Aunque suene a ciencia ficción, quedan 10 o 12 años para que el 60% de la humanidad viva en verdaderas ciudades inteligentes donde las infraestructuras nos ofrecerán todo aquello que necesitemos en cualquier momento.
Por ello, los dispositivos digitales que llevemos con nosotros, desde un móvil hasta un auto conectado a Internet nos servirán como llave de acceso a cualquier lugar. Ya no tendremos que preguntar quién es el último en la cola del supermercado, porque nuestro smartwatch se encargará por nosotros.

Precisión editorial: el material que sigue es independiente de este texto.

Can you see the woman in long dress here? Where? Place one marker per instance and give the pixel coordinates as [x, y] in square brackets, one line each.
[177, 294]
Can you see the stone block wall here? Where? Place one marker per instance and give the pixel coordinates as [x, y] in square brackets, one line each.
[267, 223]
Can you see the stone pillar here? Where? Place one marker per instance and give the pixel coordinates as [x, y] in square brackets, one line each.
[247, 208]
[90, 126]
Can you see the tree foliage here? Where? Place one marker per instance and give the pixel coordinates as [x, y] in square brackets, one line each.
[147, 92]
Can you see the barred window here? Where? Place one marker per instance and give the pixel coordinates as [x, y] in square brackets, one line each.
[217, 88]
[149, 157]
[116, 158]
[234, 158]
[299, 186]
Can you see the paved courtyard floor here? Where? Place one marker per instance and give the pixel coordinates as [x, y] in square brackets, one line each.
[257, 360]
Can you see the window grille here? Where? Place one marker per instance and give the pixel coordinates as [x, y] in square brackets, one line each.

Tampoco tendremos que parar en un peaje para pagar la autopista, porque nuestro auto inteligente realizará el pago.
Es más, nuestros autos se conectarán a la Smart City para que ésta sepa dónde hay más o menos afluencia de vehículos para distribuir el tráfico a otras zonas, cambiar el régimen de los semáforos o modificar la frecuencia del transporte público en un barrio determinado. Una vez más, esto no es ciencia ficción sino de algo que será nuestra realidad cotidiana en muy poco tiempo. Aplicaciones como Cabify, Waze, Google Maps ya recolectan toda esa información para ayudarnos en nuestro día a día.
Por todo ello, es más que comprensible que toda esta información que almacenen las ciudades inteligentes se compartirá con otras smart cities para mejorar, entre otras cosas, el tráfico de personas entre ellas.
Los autos serán suficientemente inteligentes, ya sea porque los fabriquen con una tecnología capaz de hacerlo o porque la llevemos en nuestros dispositivos móviles o wearables, para saber de dónde venimos, a dónde vamos, qué haremos a lo largo del día… Así, sabremos si hay sitio para aparcar cerca de casa cuando estemos llegando, e incluso la calefacción de nuestra vivienda se encenderá para que la temperatura sea óptima.
Todos estos datos que se comparten en la smart city se almacenarán de forma privada con fines estadísticos. Pero, también habrá aplicaciones que registren nuestra actividad personal. Así, el gimnasio sabrá cuántas veces has ido a correr durante la semana y, por ello tu nevera te recomendará que comas unos alimentos u otros. Sin embargo…
…¿qué ocurriría si toda esa información cayese en malas manos?
Cada vez somos más conscientes del mal uso que pueden hacer de nuestros datos personales los ciberdelincuentes, pero imaginemos que pasaría si se usasen los autos como caballos de Troya para transportar malware de una ciudad a otra.
Habría un número infinito de posibilidades atacar una Smart City por medio de vehículos conectados. Así, si un auto se infectase de un virus en su ciudad de origen y éste se quedase latente hasta que llegase a una ciudad distinta para activarse, se liberaría el malware en los servidores de la Smart City.
Si este virus se instalase en cientos o miles de autos, podría utilizarse para hacer un Ataque por Denegación de Servicio (por sus siglas en inglés DDoS) y, por poner un ejemplo, poner todos los semáforos de una ciudad en verde.
Por todo ello, “los arquitectos que diseñan las ciudades inteligentes de hoy y del futuro deben plantear los retos de la ciberseguridad en todos sus diseños. Pero también los fabricantes de hardware y los regidores de las smart cities deben concienciarse de la importancia de instalar dispositivos a los que se les pueda instalar antivirus, hacer auditorías de ciberseguridad y actualizaciones constantes, que son la única forma de proteger las ciudades de posibles ciberataques”, advierte Hervé Lambert, Global Retail Product Manager de Panda Security.